Sempre sul testo: “In tale relazione sono coinvolti, se il paziente lo desidera, anche i suoi familiari (…)” ad evidenziare come sia indispensabile che il paziente sia consapevole di ciò che gli sta capitando, ma che, solo se lui stesso “lo desidera”, i familiari dovrebbero essere informati. Non di rado, invece, capita di trovarsi in situazioni contrarie in cui gli unici ad esser veramente edotti di quanto sta capitando sono soltanto i familiari della persona interessata, gli stessi familiari a cui si lascia poi la possibilità di scegliere se rendere o non rendere cosciente il paziente delle sue condizioni cliniche. Così facendo si ben comprende, però, che il rapporto di fiducia medico-paziente non può che essere inficiato.
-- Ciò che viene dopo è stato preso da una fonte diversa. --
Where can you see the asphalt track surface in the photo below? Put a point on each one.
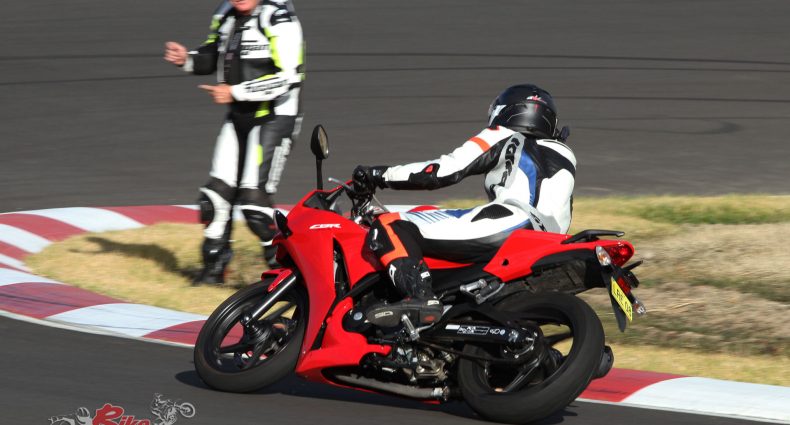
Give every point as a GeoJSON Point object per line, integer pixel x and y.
{"type": "Point", "coordinates": [662, 97]}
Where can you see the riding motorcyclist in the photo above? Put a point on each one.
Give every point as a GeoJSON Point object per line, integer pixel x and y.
{"type": "Point", "coordinates": [529, 178]}
{"type": "Point", "coordinates": [256, 49]}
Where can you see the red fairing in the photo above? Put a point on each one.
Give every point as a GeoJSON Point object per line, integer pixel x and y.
{"type": "Point", "coordinates": [279, 275]}
{"type": "Point", "coordinates": [311, 247]}
{"type": "Point", "coordinates": [524, 247]}
{"type": "Point", "coordinates": [339, 348]}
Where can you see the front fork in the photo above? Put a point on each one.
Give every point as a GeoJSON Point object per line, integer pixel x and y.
{"type": "Point", "coordinates": [284, 280]}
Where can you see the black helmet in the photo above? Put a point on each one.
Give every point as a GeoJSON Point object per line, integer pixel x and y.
{"type": "Point", "coordinates": [525, 108]}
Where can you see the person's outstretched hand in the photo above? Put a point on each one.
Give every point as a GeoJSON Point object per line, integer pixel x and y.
{"type": "Point", "coordinates": [175, 53]}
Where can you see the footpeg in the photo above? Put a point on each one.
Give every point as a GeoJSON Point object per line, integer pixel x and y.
{"type": "Point", "coordinates": [481, 290]}
{"type": "Point", "coordinates": [414, 334]}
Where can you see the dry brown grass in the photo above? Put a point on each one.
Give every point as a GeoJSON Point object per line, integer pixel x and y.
{"type": "Point", "coordinates": [769, 370]}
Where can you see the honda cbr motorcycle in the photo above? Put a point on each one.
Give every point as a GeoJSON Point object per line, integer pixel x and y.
{"type": "Point", "coordinates": [515, 343]}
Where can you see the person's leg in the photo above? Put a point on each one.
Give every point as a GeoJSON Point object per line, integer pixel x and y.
{"type": "Point", "coordinates": [397, 244]}
{"type": "Point", "coordinates": [216, 207]}
{"type": "Point", "coordinates": [268, 149]}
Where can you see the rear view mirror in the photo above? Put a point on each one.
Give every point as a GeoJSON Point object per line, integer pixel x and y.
{"type": "Point", "coordinates": [319, 143]}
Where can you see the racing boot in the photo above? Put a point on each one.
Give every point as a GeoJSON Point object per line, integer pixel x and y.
{"type": "Point", "coordinates": [420, 304]}
{"type": "Point", "coordinates": [216, 256]}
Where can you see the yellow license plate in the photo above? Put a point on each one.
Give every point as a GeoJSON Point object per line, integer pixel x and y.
{"type": "Point", "coordinates": [622, 300]}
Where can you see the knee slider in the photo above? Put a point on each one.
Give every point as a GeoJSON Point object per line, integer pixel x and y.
{"type": "Point", "coordinates": [215, 197]}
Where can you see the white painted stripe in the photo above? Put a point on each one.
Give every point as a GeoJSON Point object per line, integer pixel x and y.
{"type": "Point", "coordinates": [13, 262]}
{"type": "Point", "coordinates": [10, 277]}
{"type": "Point", "coordinates": [707, 395]}
{"type": "Point", "coordinates": [400, 208]}
{"type": "Point", "coordinates": [93, 331]}
{"type": "Point", "coordinates": [126, 319]}
{"type": "Point", "coordinates": [89, 219]}
{"type": "Point", "coordinates": [22, 239]}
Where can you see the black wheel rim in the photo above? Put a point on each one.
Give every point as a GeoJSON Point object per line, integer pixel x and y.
{"type": "Point", "coordinates": [544, 362]}
{"type": "Point", "coordinates": [234, 348]}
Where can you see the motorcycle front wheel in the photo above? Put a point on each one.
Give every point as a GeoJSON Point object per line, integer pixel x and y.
{"type": "Point", "coordinates": [572, 341]}
{"type": "Point", "coordinates": [235, 358]}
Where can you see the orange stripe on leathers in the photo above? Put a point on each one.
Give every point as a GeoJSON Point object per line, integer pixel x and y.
{"type": "Point", "coordinates": [480, 142]}
{"type": "Point", "coordinates": [398, 250]}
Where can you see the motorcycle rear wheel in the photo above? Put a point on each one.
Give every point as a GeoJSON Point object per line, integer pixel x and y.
{"type": "Point", "coordinates": [228, 358]}
{"type": "Point", "coordinates": [493, 390]}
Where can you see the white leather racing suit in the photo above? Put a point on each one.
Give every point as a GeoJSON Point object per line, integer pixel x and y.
{"type": "Point", "coordinates": [261, 57]}
{"type": "Point", "coordinates": [529, 184]}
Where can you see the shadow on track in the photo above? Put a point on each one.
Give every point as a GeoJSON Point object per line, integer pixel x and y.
{"type": "Point", "coordinates": [296, 387]}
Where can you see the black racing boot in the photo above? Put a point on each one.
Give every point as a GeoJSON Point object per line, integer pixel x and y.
{"type": "Point", "coordinates": [216, 256]}
{"type": "Point", "coordinates": [420, 304]}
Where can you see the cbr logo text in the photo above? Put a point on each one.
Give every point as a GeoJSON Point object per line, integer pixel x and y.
{"type": "Point", "coordinates": [325, 226]}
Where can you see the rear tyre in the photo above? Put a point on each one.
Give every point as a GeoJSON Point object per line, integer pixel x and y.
{"type": "Point", "coordinates": [505, 394]}
{"type": "Point", "coordinates": [229, 357]}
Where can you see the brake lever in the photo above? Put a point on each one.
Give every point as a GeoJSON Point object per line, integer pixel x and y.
{"type": "Point", "coordinates": [341, 183]}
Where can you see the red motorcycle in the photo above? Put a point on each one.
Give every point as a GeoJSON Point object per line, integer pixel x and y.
{"type": "Point", "coordinates": [514, 342]}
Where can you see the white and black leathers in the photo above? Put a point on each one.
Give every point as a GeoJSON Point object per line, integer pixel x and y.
{"type": "Point", "coordinates": [260, 56]}
{"type": "Point", "coordinates": [529, 183]}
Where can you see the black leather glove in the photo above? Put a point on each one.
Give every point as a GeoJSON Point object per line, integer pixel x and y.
{"type": "Point", "coordinates": [366, 179]}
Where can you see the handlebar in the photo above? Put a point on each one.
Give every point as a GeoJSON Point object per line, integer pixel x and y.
{"type": "Point", "coordinates": [363, 209]}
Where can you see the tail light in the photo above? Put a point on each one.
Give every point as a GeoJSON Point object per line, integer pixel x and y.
{"type": "Point", "coordinates": [620, 252]}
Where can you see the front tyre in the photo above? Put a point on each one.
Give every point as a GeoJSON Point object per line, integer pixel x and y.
{"type": "Point", "coordinates": [533, 391]}
{"type": "Point", "coordinates": [231, 357]}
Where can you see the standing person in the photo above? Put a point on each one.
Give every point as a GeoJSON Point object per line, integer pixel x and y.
{"type": "Point", "coordinates": [529, 178]}
{"type": "Point", "coordinates": [257, 50]}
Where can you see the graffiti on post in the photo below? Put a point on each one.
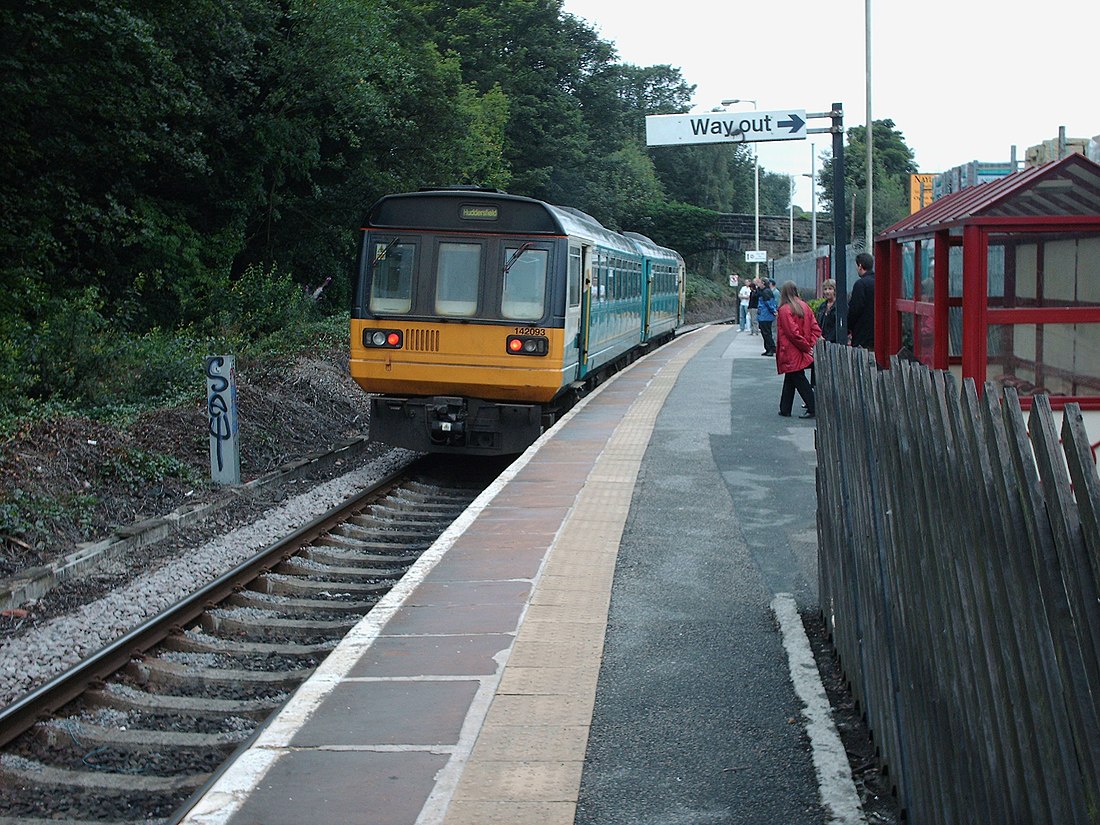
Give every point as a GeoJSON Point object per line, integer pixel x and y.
{"type": "Point", "coordinates": [223, 427]}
Continuando, si legge, inoltre, che “Ogni persona ha il diritto di conoscere le proprie condizioni di salute e di essere informata in modo completo, aggiornato e a lei comprensibile riguardo alla diagnosi, alla prognosi, ai benefìci e ai rischi (…)”. Punto che mette in risalto l’importanza che l’intera equipe di professionisti che ruotano intorno al paziente debba utilizzare un linguaggio fluido, comune a tutti, facilmente comprensibile e per niente “tecnico” in modo da dare al paziente la possibilità di capire bene e nel dettaglio la sua situazione, salvo che non decida di rifiutare di ricevere tutte (o in parte) le informazioni a suo carico decidendo di “(…) indicare i familiari o una persona di sua fiducia incaricati di riceverle e di esprimere il consenso in sua vece se il paziente lo vuole (…)”.

In ogni caso, la legge sul Biotestamento dà alle persone interessate “(…) il diritto di rifiutare, in tutto o in parte (…) qualsiasi accertamento diagnostico o trattamento sanitario indicato dal medico (…). Ha, inoltre, il diritto di revocare in qualsiasi momento (…) il consenso prestato, anche quando la revoca comporti l’interruzione del trattamento”. Ogni paziente, perciò, ha, non solo il diritto ad un consenso libero e informato, ma detiene anche il diritto di revocarlo in qualsiasi momento lo ritenga opportuno, rifiutando qualsiasi tipo di cure. Fermo restando che, a seguito di una sua rinuncia, il medico debba prospettare “al paziente e, se questi acconsente, ai suoi familiari, le conseguenze di tale decisione e le possibili alternative e promuove ogni azione di sostegno al paziente medesimo, anche avvalendosi dei servizi di assistenza psicologica (…)” evidenziando, anche in questo caso, che la possibilità di informare i familiari può esserci solo previo consenso da parte dello stesso paziente, non il contrario, evidenziando l’importanza dei servizi di assistenza psicologica, ai quali ogni persona interessata, insieme ai suoi familiari, quando informati, dovrebbe far riferimento nei casi in cui si trova, purtroppo, in situazioni drammatiche come può essere, ad esempio, una malattia terminale.
In ogni caso “Il medico è tenuto a rispettare la volontà espressa dal paziente (…)”.

Altro elemento che spicca nell’attuale legge sul Biotestamento, quello che in realtà sembrerebbe rimanere ai margini dell’argomento, ma che in realtà ha un’importanza non da poco è la continua formazione che l’intera equipe di professionisti deve mantenere nell’ambito, non solo delle cure palliative e della terapia del dolore, ma anche e, aggiungerei soprattutto, “in materia di relazione e di comunicazione con il paziente” tramite lo sviluppo di relazioni empatiche che favoriscono collaborazione e fiducia all’interno del rapporto medico-paziente.